JUST TALK! The more you talk to your infant and toddlers, the greater their vocabulary!
The more you talk, the higher the quality of what you say. Don't only use business talk, “stop that,” “get down from there,” “don’t do that”. Talk a lot; it will automatically be rich. It’ll be positive and rich because it’s not about business.
It is not just learning words, it’s the non-verbal social environment around talking that children are also learning. They’re learning about emotions. They’re learning how to be social beings by listening to you talk.
Children assign meaning to words through a process called fast mapping. And that is: that children hear a word in the context of an activity, or in the context of an object, or a person and they map meaning on to it. 'Doggie' may initially be any animal they see, but as they gain more experience with the world around them, they refine the definitions... this is a 'doggie', but that is a 'cow'.

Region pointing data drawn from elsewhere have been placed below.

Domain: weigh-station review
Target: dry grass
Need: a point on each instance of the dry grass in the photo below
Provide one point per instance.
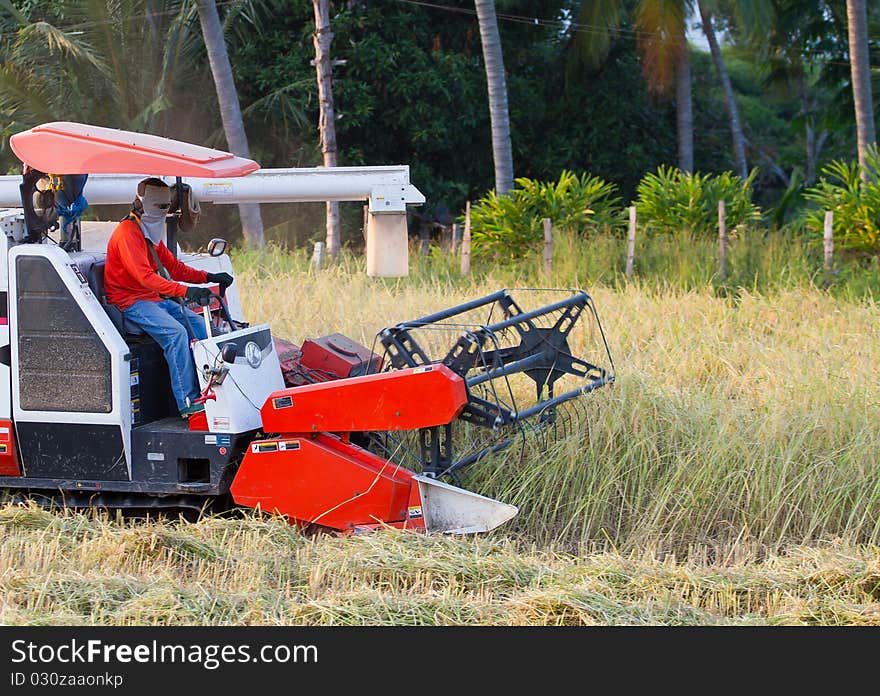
(76, 569)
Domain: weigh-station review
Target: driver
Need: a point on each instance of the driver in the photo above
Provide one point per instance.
(139, 278)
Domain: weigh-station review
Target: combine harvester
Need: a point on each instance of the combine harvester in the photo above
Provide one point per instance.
(328, 433)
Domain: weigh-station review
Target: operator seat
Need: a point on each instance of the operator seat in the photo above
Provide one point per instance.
(127, 329)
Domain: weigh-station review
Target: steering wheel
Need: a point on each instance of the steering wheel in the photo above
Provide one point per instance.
(233, 325)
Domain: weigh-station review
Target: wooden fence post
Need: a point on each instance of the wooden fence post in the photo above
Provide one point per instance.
(548, 246)
(318, 256)
(829, 241)
(722, 242)
(466, 241)
(631, 249)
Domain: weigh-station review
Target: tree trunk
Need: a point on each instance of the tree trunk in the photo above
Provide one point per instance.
(230, 111)
(499, 116)
(860, 65)
(684, 110)
(327, 118)
(739, 148)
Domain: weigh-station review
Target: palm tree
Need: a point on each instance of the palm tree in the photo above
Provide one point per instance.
(860, 66)
(662, 43)
(739, 146)
(230, 110)
(751, 16)
(499, 116)
(107, 68)
(327, 119)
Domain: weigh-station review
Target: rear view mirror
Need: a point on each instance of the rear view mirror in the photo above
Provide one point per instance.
(229, 352)
(216, 246)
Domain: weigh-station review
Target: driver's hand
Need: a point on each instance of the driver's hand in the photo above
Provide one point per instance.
(200, 295)
(223, 279)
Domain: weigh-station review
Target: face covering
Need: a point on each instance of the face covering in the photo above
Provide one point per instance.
(156, 202)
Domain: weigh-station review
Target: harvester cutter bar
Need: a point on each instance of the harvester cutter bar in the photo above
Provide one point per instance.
(483, 356)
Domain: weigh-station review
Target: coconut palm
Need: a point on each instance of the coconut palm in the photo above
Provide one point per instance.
(750, 16)
(662, 43)
(230, 110)
(109, 66)
(860, 66)
(502, 152)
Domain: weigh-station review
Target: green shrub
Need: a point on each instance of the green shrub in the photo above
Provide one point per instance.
(511, 226)
(855, 203)
(673, 201)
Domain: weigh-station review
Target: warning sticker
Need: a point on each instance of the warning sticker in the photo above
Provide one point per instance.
(219, 189)
(282, 402)
(79, 274)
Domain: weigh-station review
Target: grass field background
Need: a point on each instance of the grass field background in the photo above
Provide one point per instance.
(728, 476)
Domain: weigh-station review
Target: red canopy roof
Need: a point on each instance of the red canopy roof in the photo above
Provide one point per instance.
(63, 147)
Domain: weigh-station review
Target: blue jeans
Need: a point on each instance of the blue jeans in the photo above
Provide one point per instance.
(164, 321)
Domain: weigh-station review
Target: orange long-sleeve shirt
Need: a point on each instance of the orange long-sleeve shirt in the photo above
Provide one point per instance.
(130, 272)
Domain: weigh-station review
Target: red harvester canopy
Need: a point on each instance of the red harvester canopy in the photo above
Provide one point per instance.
(63, 147)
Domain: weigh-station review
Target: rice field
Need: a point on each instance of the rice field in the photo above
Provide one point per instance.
(729, 476)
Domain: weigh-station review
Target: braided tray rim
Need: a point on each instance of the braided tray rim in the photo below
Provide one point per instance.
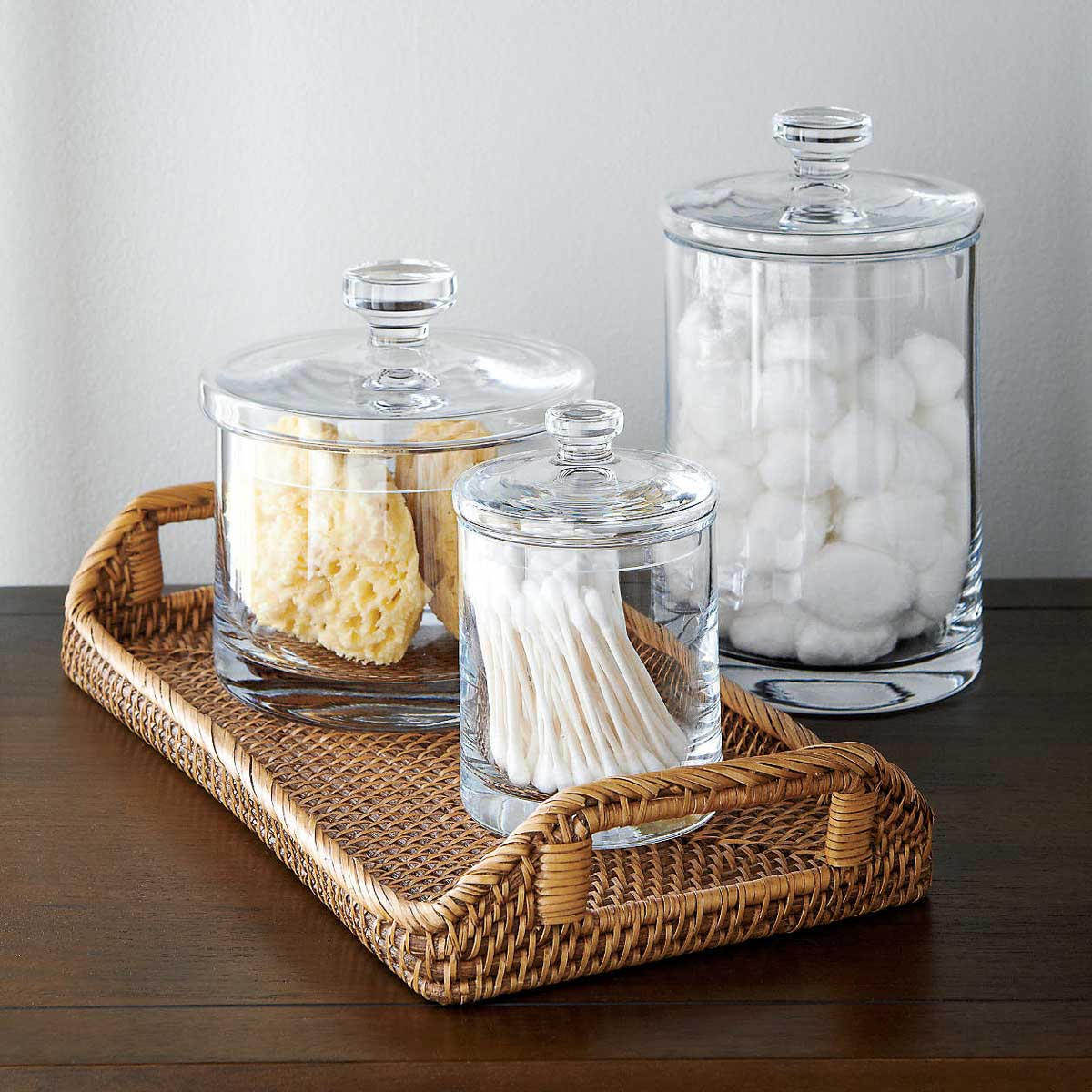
(519, 917)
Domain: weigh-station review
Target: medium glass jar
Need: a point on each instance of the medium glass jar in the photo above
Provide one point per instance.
(823, 363)
(589, 622)
(337, 598)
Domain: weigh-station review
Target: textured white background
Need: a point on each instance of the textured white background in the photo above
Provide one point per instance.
(179, 179)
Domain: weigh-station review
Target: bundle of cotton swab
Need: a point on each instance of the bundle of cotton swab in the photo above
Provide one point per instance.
(569, 699)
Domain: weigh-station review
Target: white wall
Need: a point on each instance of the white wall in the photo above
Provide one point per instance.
(183, 178)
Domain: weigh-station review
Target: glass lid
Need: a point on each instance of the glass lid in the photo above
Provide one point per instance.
(819, 207)
(392, 383)
(584, 490)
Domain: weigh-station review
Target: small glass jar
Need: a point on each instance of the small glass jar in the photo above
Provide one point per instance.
(589, 623)
(823, 361)
(337, 598)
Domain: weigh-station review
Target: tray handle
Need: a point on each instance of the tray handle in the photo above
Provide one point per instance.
(849, 774)
(125, 567)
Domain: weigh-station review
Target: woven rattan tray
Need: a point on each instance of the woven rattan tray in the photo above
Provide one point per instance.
(806, 834)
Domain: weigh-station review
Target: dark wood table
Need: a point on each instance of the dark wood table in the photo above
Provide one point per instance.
(148, 940)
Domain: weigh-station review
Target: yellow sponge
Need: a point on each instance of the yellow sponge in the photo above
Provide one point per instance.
(322, 546)
(425, 480)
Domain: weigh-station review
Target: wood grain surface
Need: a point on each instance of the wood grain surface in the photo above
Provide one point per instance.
(148, 940)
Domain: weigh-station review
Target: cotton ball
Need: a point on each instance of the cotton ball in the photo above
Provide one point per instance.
(768, 632)
(854, 587)
(834, 343)
(950, 425)
(863, 452)
(782, 532)
(792, 396)
(795, 462)
(906, 527)
(820, 644)
(883, 386)
(911, 623)
(713, 407)
(922, 460)
(942, 584)
(785, 585)
(936, 365)
(740, 485)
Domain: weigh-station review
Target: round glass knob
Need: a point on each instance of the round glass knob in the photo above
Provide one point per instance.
(583, 430)
(823, 136)
(399, 298)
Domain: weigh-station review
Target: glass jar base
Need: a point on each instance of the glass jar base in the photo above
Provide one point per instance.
(885, 688)
(502, 813)
(388, 707)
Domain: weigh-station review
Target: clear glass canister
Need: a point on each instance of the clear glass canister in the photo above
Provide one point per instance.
(338, 577)
(823, 363)
(589, 622)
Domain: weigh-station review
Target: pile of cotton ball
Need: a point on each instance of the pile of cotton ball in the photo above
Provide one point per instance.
(844, 512)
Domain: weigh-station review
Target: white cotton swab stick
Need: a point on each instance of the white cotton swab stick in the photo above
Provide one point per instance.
(571, 699)
(653, 711)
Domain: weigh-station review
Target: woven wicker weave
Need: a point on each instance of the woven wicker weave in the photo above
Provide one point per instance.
(806, 834)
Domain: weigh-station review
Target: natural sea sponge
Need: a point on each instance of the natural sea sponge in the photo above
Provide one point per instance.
(425, 480)
(322, 546)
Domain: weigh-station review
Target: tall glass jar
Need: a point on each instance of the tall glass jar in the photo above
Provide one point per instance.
(823, 363)
(338, 576)
(589, 622)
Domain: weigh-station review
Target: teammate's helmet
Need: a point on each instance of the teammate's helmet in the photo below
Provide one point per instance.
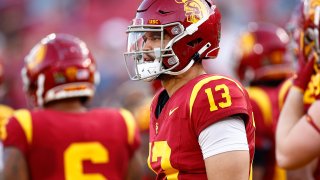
(60, 66)
(261, 53)
(310, 36)
(194, 29)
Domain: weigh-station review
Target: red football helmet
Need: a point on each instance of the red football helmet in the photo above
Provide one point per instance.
(262, 53)
(60, 66)
(194, 30)
(310, 37)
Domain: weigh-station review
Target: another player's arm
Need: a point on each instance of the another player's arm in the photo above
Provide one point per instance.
(136, 163)
(16, 137)
(294, 131)
(15, 165)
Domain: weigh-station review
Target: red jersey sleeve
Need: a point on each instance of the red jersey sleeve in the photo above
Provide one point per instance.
(133, 135)
(215, 98)
(18, 131)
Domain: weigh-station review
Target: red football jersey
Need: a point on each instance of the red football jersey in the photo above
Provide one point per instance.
(97, 144)
(266, 103)
(174, 151)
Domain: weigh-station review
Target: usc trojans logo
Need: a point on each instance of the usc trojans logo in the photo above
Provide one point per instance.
(194, 9)
(247, 42)
(36, 56)
(311, 8)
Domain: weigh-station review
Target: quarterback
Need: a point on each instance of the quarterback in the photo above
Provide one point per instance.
(201, 124)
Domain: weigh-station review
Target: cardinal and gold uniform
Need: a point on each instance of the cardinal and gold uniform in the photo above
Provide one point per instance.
(174, 151)
(94, 145)
(267, 102)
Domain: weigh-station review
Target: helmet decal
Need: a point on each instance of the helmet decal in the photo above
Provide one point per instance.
(194, 10)
(36, 56)
(247, 43)
(71, 73)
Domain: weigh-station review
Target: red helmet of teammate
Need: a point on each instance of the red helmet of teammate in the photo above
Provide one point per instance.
(60, 66)
(262, 53)
(310, 37)
(194, 30)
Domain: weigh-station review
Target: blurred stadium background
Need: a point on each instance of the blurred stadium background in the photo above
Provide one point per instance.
(102, 25)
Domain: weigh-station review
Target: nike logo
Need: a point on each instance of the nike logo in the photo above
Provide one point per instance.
(172, 111)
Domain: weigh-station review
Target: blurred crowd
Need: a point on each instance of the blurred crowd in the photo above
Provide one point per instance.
(102, 25)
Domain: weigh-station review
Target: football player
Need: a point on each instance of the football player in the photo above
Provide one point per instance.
(264, 65)
(201, 124)
(5, 112)
(298, 132)
(60, 138)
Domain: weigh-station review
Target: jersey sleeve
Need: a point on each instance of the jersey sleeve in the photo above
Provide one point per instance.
(215, 98)
(133, 136)
(18, 131)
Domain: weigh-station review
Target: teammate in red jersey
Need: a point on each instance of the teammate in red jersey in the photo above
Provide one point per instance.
(298, 134)
(201, 124)
(264, 64)
(61, 138)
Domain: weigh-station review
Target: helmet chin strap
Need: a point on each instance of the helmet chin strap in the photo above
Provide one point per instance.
(201, 51)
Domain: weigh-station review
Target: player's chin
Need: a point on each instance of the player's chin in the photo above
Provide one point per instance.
(163, 77)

Play is work when you’re a child, and so the more you learn through interactions and through the play and book-reading, you’re really learning about the world.
Reading with your children -the point really is the interaction — it’s not how well you read to your child, it’s not that you read the whole book. It’s that you have the interaction around the book- it’s a fun thing to do with your parents; it’s cuddle time with mom or dad; and reading becomes something that children want to do.
When you read to young children they also learn concepts of print (that those little markings are letters and words and that they have meaning), meaning from pictures and how to turn the page.
Children coming to school with a lot of words, with a lot world knowledge, with a lot of concepts have the building blocks upon which reading will be developed. And in the absence of those building blocks, the process us not impossible, but it’s a lot harder.
Early learning is important and that learning is not stressful for young children. They can play and have fun at the same time that they build this phenomenally strong foundation for school success.
Children of very talkative, socially interactive families have heard 35 million words addressed to them by the age of three. Children of taciturn (reserved or uncommunicative) families have heard less than 10 million words addressed to them.
This plays out in the child’s vocabulary size. So, by the age of three, children of very sociable, interactive families have a vocabulary of about 1100 words. Children of very taciturn families have only about a 500-word vocabulary.